Genetic Risk Factors for Myopathies Induced by Lipid-Lowering Drugs

Abstract & Commentary

By Dana Leifer, MD, Associate Professor, Neurology, Weill Medical College, Cornell University. Dr. Leifer reports no financial relationship relevant to this field of study.

Synopsis: Patients with myopathies induced by lipid-lowering drugs, including statins and fibrates, have an increased rate of genetic muscle disorders.

Source: Vladutiu, GD, et al. Genetic Risk Factors Associated with Lipid-Lowering Drug-Induced Myopathies. Muscle Nerve. 2006;34:153-162.

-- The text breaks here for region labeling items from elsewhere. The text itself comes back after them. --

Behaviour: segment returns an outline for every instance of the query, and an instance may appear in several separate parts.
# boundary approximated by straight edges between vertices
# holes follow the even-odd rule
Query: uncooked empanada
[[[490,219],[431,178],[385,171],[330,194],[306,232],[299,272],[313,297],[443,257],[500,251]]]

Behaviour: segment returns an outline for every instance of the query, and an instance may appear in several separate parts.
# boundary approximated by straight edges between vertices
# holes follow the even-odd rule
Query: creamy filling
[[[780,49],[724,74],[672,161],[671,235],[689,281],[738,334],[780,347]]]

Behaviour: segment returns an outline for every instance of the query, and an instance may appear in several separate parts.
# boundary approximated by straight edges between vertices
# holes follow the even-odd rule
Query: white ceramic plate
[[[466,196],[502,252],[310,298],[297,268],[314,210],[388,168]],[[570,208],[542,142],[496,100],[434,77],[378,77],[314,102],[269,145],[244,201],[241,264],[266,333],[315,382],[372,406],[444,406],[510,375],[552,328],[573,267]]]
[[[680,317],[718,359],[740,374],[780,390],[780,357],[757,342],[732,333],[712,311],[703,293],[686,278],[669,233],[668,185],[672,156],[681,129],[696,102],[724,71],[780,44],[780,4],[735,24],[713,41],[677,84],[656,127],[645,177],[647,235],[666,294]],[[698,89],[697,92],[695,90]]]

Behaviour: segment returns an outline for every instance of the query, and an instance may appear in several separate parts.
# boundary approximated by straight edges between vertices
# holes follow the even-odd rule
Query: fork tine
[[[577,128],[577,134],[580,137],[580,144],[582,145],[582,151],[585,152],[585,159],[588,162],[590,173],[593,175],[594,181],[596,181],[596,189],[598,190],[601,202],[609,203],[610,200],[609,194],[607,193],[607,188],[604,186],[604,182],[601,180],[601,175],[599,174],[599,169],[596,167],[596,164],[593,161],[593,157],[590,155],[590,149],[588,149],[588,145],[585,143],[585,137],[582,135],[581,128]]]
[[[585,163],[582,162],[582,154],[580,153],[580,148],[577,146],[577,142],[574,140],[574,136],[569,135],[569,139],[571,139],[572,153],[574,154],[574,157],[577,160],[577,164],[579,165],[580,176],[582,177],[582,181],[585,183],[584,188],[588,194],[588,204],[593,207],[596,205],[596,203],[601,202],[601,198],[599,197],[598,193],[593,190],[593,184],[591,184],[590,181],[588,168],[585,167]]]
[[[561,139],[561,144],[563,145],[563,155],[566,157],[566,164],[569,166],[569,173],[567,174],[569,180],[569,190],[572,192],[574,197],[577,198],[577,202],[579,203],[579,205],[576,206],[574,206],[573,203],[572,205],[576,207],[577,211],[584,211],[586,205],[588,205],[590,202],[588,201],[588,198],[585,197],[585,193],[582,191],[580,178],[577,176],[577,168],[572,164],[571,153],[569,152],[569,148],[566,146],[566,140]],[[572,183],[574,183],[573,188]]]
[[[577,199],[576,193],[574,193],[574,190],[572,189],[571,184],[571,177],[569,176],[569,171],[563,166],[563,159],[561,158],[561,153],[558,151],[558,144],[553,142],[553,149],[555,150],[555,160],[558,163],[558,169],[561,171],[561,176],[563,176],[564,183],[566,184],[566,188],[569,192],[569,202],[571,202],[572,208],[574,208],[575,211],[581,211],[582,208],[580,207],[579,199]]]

Guidelines for control of hyperlipidemia have become increasingly strict, and the number of patients who are candidates for lipid-lowering therapy has correspondingly been growing. The recently published SPARCL study (reviewed in the previous article) will likely lead to a further increase in the number of patients treated with statins, and neurologists are increasingly likely to encounter patients suffering from statin-induced side effects, especially myopathy. Moreover, these side effects appear to be dose-related, and are likely to be more of a problem as doses of statins are increased to reach lower LDL targets. Even a few years ago, when strict control of LDL was less prevalent, statin-induced myopathy was a significant and under-recognized problem, as pointed out by Dobkin (Neurorehabil Neural Repair. 2005;19:259-263).

In this background, the paper by Vladutiu and colleagues is important because it found that 17 of 136 patients with muscle pain associated with use of lipid-lowering drugs, such as statins and fibrates, had one of 3 metabolic muscle disorders. Fifteen patients were taking statins, 2 were taking gemfibrozil, and one was taking fenofibrate. One patient was taking a statin and gemfibrozil. Patients underwent muscle biopsies, and were tested for a variety of metabolic muscle disorders. Seven patients had genetic evidence for myoadenylate deaminase deficiency, 5 were carriers for McArdle disease, one had CPT II deficiency, 3 were carriers for CPT II deficiency, and one had McArdle disease and myoadenylate deficiency carrier status by genetic testing. Only one patient, a homozygote for CPT II deficiency, had muscle-related symptoms prior to statin treatment. The incidence of mutant alleles was 4-fold higher in the patients with myopathy compared to a control group on lipid-lowering therapy with no symptoms (P < 0.0001).

Of note, 15 of the 17 patients with genetic myopathies had elevated CK levels, ranging from 4 to 10 times the upper limit of normal, so an elevated serum CK should be found in most, but not all, patients with drug-induced symptoms associated with genetic myopathies. In addition, biochemical analysis of the muscle biopsies revealed that 47% of all of the patients had reduced levels of muscle coenzyme Q10.


The work of Vladutiu et al suggests that susceptibility to the side effects of lipid-lowering drugs may have a genetic basis in some patients. As a practical matter, identification of a genetic basis for myopathy may not alter treatment at the moment because the main options, using alternative drugs, lowering doses of offending agents, and emphasizing strict diet control to lower lipids, would be tried even without the knowledge of an underlying genetic problem. There is evidence, however, that some patients who have the genetic disorders associated with myopathies induced by lipid-lowering drugs respond to specific treatments, so some patients may actually benefit from identification of their defect. Moreover, an awareness of the underlying genetic abnormalities may be important in counseling some patients and their families and, in the future, in developing and applying effective alternative treatments for the underlying muscle disorders and for hyperlipidemia.

Regarding the reduced levels of coenzyme Q10 in the muscle biopsies, similar findings have been reported in some prior studies of patients with statin-induced muscle symptoms. The issue of coenzyme Q10 levels is a potentially important one because coenzyme Q10 and cholesterol synthesis both depend on the pathway that is blocked by the inhibitory action of statins on HMG coA reductase, so some of the deleterious effects of statins on muscle may be related to drug-mediated lowering of the coenzyme Q10 level. It is possible that pre-existing genetic disorders could make some patients more sensitive to the effects of low coenzyme Q10 levels. Preliminary data suggest that coenzyme Q10 may ameliorate statin-induced muscle pain, but there is no sufficient evidence to recommend its use on a routine basis.